The rule recognizes that outdoor recreation depends on healthy public lands and that climate change and degraded landscapes hurt outdoor recreation experiences. Conserving and restoring land will benefit recreationists, who rely on these healthy lands and waters. The rule also makes clear that outdoor recreation opportunities are a “reason to protect and restore certain landscapes.”

 

Restoration and Mitigation Leases

In order to help restore degraded landscapes and compensate for unavoidable impacts from development, the Public Lands Rule will implement a program for restoration and mitigation leases. These leases will be offered to restore lands or to offset the impact of other development activities. These leases can only be offered in places where there aren’t authorizations incompatible with the lease. For example, if there’s grazing authorization or a mine, a restoration lease would not be allowed unless the restoration activities are compatible with those existing uses. The mitigation leases may be an avenue to support outdoor recreation, for example, by offsetting the loss of a trail due to development, although that isn’t explicitly addressed in the rule and will be something we hope to see BLM clarify through guidance.

 

Resilience and Sustainability

The BLM’s mandate requires the agency to manage land for the long term, and the Public Lands Rule focuses on how to improve resilience and sustainability on BLM lands.

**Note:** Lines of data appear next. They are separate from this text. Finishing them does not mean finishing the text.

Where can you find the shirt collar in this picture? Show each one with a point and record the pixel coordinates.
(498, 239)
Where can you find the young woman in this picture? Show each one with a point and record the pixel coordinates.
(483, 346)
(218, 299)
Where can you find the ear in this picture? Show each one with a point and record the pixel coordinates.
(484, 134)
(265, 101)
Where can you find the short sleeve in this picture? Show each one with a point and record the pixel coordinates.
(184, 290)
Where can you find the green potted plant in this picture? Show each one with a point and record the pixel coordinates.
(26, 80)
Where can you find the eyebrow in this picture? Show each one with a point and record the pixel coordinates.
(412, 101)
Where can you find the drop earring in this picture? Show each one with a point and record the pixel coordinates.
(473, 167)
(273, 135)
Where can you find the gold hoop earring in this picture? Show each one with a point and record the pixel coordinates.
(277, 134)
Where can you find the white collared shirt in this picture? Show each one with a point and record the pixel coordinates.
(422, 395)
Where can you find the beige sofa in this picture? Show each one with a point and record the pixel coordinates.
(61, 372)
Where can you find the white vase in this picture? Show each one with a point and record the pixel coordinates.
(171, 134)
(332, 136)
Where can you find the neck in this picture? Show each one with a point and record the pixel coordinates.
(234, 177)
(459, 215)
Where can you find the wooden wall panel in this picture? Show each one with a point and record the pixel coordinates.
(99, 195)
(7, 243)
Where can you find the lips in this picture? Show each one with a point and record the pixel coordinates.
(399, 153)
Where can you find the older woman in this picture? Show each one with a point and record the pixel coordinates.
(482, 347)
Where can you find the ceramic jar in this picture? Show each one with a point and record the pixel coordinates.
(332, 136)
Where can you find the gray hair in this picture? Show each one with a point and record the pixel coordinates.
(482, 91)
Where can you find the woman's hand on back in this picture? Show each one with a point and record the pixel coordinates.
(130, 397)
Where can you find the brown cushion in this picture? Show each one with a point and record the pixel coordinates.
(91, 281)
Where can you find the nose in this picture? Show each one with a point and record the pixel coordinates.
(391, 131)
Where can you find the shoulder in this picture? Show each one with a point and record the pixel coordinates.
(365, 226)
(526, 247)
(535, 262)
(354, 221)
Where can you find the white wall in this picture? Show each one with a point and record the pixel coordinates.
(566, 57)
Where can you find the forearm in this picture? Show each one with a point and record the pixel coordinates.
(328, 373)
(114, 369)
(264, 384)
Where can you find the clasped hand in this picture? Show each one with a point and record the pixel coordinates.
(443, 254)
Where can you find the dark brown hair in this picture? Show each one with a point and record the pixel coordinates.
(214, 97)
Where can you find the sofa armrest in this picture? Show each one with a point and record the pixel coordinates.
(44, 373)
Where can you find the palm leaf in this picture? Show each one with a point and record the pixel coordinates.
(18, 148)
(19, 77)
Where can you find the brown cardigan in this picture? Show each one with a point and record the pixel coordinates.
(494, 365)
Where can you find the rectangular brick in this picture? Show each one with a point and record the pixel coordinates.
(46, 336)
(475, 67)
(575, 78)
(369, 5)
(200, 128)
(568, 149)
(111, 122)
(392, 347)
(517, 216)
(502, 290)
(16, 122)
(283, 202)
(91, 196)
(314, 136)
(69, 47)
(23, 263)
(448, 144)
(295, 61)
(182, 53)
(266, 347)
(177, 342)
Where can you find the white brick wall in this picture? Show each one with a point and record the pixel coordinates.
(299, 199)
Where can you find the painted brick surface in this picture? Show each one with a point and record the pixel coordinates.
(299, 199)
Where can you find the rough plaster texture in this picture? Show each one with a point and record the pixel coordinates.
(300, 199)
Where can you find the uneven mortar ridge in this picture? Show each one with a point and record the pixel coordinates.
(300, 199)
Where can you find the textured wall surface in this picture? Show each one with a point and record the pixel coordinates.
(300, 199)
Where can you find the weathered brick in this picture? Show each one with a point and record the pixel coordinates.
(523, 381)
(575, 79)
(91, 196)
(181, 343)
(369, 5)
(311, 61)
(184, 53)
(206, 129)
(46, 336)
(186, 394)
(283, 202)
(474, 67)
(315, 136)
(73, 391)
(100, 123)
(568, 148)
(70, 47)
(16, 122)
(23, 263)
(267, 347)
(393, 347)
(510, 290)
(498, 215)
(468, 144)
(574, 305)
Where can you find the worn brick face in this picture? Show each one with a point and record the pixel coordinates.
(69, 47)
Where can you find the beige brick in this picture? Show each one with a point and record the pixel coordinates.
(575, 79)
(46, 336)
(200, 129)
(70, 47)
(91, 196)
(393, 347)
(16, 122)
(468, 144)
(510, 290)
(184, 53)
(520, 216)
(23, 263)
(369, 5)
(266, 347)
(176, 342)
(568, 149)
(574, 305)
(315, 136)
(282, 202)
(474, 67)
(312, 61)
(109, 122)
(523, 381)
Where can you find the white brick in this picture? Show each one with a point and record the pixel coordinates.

In practice, the rule outlines three ways to achieve resilient landscapes:

1.     Protecting intact landscapes.

2.     Restoring degraded ecosystems.

3.     Using science and data to inform management decisions.

The goal is to prevent any particular “disturbance,” whether that is man-made like a well or mine, or natural like a wildfire or flood, from permanently impairing the landscape.

 

Areas of Critical Environmental Concern

Areas of Critical Environmental Concerns, or ACECs, are BLM’s primary tool to protect BLM lands “where special management is required to protect and prevent irreparable damage to important historic, cultural, or scenic values; fish or wildlife resources; or natural systems or processes.” During land planning, the Public Lands Rule will require land managers to identify, evaluate, and prioritize potential ACECs. ACECs in practice are very important, but can also restrict some forms of recreation, and as BLM develops its management guidance, Outdoor Alliance will be working to ensure that ACECs do not restrict recreational activity beyond conservation necessity. The BLM does state that “sustainable recreation” is “compatible with conservation management, including specifically […] ACECs.”

 

On the whole, the Public Lands Rule will modernize how the BLM approaches land planning and improve how it responds to the effects of climate change to help protect public land and water over the long term. Development continues to be an important activity on BLM land, and expediting renewable energy development will depend on BLM lands; the Public Lands Rule will help the agency focus on using its assets sustainably and with a vision for long-term productivity.

Outdoor Alliance and our partners, including Outdoor Industry Association and The Conservation Alliance, will continue to work with the BLM on implementing the rule and ensuring that recreation is incorporated into how the rule is administered.